I lie awake in the dark, trying to see the future. I’ll find a job, get an apartment. Something good will finally happen. The silence is broken by sobs. I pull on some pants and hurry to Mom’s room. She sits up at the sound of my voice but looks right through me. Tears shine on her cheeks.
“Please don’t die in the ice,” she cries.
“Mom,” I say. “Mom.”
Her eyes begin to focus. The fear drains from her face, leaving it gray and devoid of expression. You poor woman, I think, as if she were a stranger.
“I’m fine,” she says, coming back to herself. “Let me be.”

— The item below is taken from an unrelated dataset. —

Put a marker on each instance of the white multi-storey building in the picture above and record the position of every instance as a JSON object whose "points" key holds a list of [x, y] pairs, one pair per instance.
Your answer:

THE CAR IS a real beater, an old Sentra, but the engine is in good shape. Paul gives me the keys, and the title is in the glove box. I can live with the dents and dings for now. Mom and Kelly are standing on the porch. Paul watches them, ignoring what I’m saying. Mom reaches out and touches Kelly’s stomach. The baby is kicking.
We sit together at the kitchen table and eat lunch. It’s been a long time. Mom is nervous. Her hands shake when she passes the coleslaw, and she laughs at anything even vaguely funny. Paul shows us a scar on his leg, where he was burned by a motorcycle muffler. Conversation goes here and there, just like it should. We help each other along. I’m antsy, though. I don’t know where I’ll be sleeping tonight, and I’d like to get a move on.

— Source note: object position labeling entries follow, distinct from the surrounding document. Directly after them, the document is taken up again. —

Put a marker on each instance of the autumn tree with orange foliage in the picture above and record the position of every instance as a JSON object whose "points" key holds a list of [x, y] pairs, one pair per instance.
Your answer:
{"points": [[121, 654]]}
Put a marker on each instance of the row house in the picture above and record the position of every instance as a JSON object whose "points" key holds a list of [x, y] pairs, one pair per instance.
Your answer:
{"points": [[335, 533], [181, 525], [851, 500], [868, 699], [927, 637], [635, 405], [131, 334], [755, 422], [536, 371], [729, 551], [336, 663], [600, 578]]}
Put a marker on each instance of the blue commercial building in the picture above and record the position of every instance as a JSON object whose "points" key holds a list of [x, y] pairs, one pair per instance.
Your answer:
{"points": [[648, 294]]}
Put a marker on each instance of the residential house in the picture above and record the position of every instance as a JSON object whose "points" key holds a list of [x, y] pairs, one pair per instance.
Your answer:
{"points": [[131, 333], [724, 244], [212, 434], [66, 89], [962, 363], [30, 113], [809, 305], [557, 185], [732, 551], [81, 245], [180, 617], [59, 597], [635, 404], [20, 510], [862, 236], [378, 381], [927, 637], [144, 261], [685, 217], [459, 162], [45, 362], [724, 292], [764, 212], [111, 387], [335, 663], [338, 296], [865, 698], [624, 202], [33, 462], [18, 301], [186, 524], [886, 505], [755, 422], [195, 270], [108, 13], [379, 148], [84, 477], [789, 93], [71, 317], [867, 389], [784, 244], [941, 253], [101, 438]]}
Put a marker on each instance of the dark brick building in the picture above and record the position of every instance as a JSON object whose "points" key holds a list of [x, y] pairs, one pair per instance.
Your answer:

Paul wants to see what I did in the bathroom. The bead on my caulking is a little crooked, and I also didn’t do the greatest job matching the pattern on the linoleum in a couple spots. He tries to be funny when he points these things out. I turn on the shower, and the pipes rattle and groan.
“There’s a project for you,” I say.
“Don’t worry about it,” he replies. “Don’t worry about anything.”
“Oh, so you’re the big daddy now.”
“What do you mean ‘now.’ ”
I pretend to swing at him, and he pretends to block my punch.
Everyone walks me to the curb. I put my TV in the trunk. The lock is broken, but it shuts tight. Mom presses some money on me. I take it without counting it. She tells me again I’m making a mistake. That’s fine. That’s her part in this thing. I promise Paul I’ll pay him back. The three of them are waving as I drive off. My people.
YOU PICK YOURSELF up and go on. That’s what you do. Over and over and over. The big drunk Limey wants to know where the movie star footprints are. Three blocks west, I tell him. Across the street. Can’t miss them. I draw him another Guinness.
Martin’s drinking rum. He’s a director. Videos, I think. A nice kid. I show him the Spider-Man comic, my good luck charm. I keep it in a Ziploc bag behind the bar. “Ever seen one of these?” I say.
When my shift is over, I walk the Boulevard. I’m still not drinking, so I try to keep myself occupied. It’s Friday night, and the tourists are out. I offer to take a picture of a German family crouched around Clint Eastwood’s star. Music blasts out of a souvenir shop, and there are so many lights my eyes hurt. Dizzy, dreamy, I flop down on a bus bench and smile at the passing cars. Sometimes happiness sneaks up on you like a piece of a song on the wind. Just that random, just that rare. Jenny Pool, Jenny Pool, Jenny Pool. Hollywood sends its love.
DEE DEE’S MOVING AGAIN, FOR THE THIRD TIME THIS year. She doesn’t feel safe anymore, not since she asked the Mexican guy down the hall if he would fix her leaky faucet and his wife called her a puta and threatened to kill her. She says her life has taken a dangerous turn, and she’s always on the run from one assassin or another. That’s just the speed talking. Her green hair bugs me, too, and the haughty tone she adopts with waitresses and 7-Eleven clerks. But Grady’s God-knows-why sweet on her, and he’s my only friend, so here I am, watching her have a nervous breakdown and wishing I was somewhere else.